Though sociolinguists have an established tradition of addressing social issues related to language inequality, concerns about maintaining and shifting linguistic identity present special challenges for communities—and for sociolinguists committed to the principle of linguistic gratuity. How can sociolinguists collaborate with and support communities in recognizing and supporting a community’s desired outcome related to linguistic identity? We consider this issue by examining the linguist-community collaboration in several different sociolinguistic situations (1) The Eastern Band of Cherokee who speak an endangered American Indian language; (2) The Lumbee Indians of North Carolina who have completely lost their ancestral language; and (3) the Outer Banks community of Ocracoke which is rapidly losing its iconic “Brogue.” Each of these community situations presents a different set of challenges and opportunities for linguistic gratuity.
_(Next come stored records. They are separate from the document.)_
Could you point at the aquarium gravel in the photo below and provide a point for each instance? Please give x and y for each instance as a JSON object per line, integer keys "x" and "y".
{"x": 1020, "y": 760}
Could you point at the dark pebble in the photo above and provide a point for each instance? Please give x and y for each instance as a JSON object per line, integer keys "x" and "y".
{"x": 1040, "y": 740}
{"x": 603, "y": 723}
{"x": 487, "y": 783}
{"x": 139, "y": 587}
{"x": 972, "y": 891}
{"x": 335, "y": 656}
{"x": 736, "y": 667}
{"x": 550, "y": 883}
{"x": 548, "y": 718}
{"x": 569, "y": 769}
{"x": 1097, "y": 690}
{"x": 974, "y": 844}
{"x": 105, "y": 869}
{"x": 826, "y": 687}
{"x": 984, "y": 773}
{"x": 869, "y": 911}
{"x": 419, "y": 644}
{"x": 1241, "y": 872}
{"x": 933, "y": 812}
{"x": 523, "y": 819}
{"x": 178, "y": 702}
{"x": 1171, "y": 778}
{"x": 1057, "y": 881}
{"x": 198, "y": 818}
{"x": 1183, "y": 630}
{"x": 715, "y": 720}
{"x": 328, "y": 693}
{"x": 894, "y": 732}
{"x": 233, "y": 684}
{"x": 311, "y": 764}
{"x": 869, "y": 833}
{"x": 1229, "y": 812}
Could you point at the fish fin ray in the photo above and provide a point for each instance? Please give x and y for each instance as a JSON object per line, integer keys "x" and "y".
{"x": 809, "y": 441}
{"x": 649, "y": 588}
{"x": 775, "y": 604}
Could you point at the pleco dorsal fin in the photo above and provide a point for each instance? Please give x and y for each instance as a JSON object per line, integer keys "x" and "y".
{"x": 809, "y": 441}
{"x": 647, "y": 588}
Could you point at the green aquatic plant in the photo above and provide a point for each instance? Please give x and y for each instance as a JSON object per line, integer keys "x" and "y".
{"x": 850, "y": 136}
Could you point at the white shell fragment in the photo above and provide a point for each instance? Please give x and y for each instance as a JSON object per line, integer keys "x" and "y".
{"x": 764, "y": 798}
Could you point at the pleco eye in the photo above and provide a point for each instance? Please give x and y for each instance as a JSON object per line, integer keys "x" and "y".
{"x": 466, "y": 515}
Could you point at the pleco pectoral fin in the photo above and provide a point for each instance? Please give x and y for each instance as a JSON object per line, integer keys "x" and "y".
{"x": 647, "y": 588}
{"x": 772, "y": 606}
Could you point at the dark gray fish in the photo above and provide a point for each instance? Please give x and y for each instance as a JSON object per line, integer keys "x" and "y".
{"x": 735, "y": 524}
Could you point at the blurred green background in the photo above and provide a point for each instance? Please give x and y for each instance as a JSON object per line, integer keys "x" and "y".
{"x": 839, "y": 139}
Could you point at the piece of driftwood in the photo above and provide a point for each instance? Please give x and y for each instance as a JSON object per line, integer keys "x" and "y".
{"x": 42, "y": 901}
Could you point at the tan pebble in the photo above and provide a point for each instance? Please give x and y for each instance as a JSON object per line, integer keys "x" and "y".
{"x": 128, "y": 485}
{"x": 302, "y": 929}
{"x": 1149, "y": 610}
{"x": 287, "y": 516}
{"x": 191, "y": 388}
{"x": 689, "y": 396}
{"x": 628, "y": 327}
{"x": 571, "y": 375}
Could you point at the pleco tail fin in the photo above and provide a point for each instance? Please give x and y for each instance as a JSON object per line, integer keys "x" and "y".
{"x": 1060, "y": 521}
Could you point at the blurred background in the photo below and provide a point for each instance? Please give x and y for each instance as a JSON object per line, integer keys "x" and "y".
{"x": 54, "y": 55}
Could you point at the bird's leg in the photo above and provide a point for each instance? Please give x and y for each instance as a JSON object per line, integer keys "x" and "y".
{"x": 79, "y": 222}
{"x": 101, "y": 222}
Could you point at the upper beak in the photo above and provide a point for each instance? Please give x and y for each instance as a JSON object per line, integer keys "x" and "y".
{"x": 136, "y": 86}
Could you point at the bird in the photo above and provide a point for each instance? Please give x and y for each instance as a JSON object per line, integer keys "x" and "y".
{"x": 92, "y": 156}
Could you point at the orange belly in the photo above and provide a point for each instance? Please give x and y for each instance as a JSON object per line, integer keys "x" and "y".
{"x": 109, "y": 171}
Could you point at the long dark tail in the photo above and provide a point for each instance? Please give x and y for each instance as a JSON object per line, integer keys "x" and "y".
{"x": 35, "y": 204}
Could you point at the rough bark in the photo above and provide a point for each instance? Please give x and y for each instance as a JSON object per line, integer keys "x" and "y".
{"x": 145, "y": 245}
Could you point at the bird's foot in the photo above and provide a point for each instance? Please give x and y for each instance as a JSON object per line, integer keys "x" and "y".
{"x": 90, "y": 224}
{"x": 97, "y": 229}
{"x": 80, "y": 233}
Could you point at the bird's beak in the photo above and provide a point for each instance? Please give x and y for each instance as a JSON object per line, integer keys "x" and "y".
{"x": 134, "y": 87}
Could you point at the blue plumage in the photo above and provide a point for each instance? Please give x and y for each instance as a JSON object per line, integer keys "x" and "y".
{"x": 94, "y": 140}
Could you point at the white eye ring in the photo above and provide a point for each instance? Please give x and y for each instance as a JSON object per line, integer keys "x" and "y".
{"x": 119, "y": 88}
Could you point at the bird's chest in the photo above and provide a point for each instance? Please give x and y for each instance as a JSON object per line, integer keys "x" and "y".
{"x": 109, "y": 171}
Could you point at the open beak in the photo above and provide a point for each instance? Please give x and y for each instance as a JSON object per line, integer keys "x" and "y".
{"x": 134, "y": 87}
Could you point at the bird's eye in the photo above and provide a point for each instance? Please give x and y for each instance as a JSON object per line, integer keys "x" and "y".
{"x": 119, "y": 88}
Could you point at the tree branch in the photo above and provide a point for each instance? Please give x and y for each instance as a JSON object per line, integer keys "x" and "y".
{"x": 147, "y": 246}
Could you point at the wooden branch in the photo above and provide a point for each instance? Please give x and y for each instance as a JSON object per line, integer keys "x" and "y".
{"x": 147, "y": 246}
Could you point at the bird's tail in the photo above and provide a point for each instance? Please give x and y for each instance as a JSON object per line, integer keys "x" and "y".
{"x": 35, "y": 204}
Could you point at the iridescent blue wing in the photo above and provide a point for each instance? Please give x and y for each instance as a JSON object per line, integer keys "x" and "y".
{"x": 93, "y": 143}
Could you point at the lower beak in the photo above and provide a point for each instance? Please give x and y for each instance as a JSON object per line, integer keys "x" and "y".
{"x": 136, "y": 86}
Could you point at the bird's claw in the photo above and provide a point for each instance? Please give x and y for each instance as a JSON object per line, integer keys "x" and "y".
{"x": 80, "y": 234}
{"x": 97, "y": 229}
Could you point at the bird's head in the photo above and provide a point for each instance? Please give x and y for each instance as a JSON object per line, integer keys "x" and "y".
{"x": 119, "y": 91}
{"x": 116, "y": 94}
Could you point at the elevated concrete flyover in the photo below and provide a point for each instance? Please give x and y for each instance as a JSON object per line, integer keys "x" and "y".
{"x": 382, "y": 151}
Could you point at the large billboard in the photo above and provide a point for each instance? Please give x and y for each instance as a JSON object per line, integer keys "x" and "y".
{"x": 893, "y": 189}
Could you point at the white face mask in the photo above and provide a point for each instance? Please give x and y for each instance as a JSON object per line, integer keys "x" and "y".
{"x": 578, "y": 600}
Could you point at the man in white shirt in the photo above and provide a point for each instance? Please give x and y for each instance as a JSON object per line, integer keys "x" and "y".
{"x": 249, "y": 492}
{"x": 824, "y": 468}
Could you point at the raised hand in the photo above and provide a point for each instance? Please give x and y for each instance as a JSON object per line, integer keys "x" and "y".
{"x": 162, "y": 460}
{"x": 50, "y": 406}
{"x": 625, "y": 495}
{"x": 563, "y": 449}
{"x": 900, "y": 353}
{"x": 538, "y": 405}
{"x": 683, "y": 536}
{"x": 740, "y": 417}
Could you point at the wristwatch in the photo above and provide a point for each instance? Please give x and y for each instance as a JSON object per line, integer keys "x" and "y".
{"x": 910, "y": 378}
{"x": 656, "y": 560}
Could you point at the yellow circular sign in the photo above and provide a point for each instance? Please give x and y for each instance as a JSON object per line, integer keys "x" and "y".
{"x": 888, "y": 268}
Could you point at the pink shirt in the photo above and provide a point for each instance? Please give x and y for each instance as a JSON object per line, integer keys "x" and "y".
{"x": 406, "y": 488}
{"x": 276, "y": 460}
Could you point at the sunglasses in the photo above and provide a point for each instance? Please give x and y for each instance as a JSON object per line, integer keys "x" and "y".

In the case of the Cherokee, the community’s goal is to revitalize the Cherokee language now spoken almost exclusively by a couple hundred speakers over the age of 50. The challenge of the Lumbee, however, is gaining positive recognition for a unique variety of English that has replaced their ancestral language in indexing their identity, while the challenge on the island of Ocracoke is documenting and preserving the once-vibrant dialect of English whose recession appears imminent. The collaborative experience in each of these communities has been quite different, but there are also some unifying principles of collaboration and some common activities that have characterized these efforts. We identify some of the underlying factors that promote success in such collaborative efforts, including the linkage of language with cultural identity, the status of language in constructing a sense of place or Heimat, and the role of language in establishing historical tradition and political ideology. We also present illustrative examples of formal and informal educational materials that have been created with communities to promote linguistic identity in changing sociolinguistic circumstances, including documentaries, exhibits, school curricula, and social media.